The key take outs from that data are as follows:

• Clubs in Queanbeyan-Palerang were ranked number 1 in the state for net profit per gaming machine for the period June 1 to August 31 2020. This LGA moved from a ranking of 24th for the same period, the previous year.

• Queanbeyan Leagues Club was number 1 in the state for net profit per gaming machine (1045 clubs in NSW).

• Queanbeyan Leagues Club was number 7 in the state for net profit by venue.

• That LGA has a total of 631 machines in 8 clubs which experienced a net profit of $19.9 million or $31,576 per machine (in 3 months).

• The gaming tax paid by the clubs was $4.6 million.

• For the period mentioned, NSW on average increased by 7% on the previous year, whilst Queanbeyan increased 118% on the previous year.

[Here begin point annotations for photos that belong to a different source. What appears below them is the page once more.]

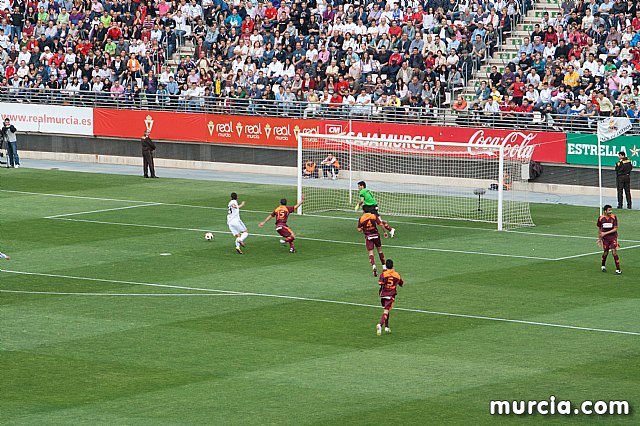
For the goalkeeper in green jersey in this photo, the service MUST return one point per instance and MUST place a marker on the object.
(370, 205)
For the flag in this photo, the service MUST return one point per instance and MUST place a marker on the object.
(612, 127)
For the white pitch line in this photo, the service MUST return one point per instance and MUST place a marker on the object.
(337, 302)
(309, 239)
(101, 210)
(310, 215)
(59, 293)
(594, 252)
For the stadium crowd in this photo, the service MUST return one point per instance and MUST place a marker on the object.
(307, 58)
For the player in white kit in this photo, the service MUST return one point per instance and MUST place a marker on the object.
(236, 226)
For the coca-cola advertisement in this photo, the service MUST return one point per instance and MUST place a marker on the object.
(282, 132)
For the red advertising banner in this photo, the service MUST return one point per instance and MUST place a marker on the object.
(171, 126)
(281, 132)
(540, 146)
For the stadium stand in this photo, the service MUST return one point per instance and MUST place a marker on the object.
(545, 64)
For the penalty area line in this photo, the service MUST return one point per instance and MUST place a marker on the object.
(322, 240)
(101, 210)
(44, 194)
(336, 302)
(594, 252)
(62, 293)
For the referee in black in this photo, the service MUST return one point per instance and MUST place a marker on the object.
(623, 178)
(147, 155)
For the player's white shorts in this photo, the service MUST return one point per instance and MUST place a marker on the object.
(237, 227)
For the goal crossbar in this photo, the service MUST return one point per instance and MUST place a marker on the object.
(416, 178)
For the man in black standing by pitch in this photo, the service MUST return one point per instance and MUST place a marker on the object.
(623, 178)
(147, 155)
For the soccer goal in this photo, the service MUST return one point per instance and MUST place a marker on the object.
(446, 180)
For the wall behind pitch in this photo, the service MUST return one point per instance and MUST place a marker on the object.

• The numbers above for Queanbeyan-Palerang do not include the pubs.


In aggregate, poker machine revenue in the ACT has been in decline since the mid 2000s and during that period over 30 clubs have closed. In real terms gaming revenues have decreased by over 60 per cent as the following graph illustrates.

On average in the ACT gaming revenue accounts for 60 per cent of a club’s total revenues, however there are a number of clubs taking great strides to diversify their assets and their sources of income. The Canberra Southern Cross Clubs as an example has diversified substantially into health and fitness and gaming revenue is only 40 per cent of overall revenues.

Changes to the Gaming Machine Act 2004 that commenced on 1 July 2019 - Section 54(2) of the Act also requires a licensee to publish the annual report on the licensee’s website and that it can be accessed by the public free of charge. These reports are useful in determining which clubs are more or less reliant on gaming machine operations.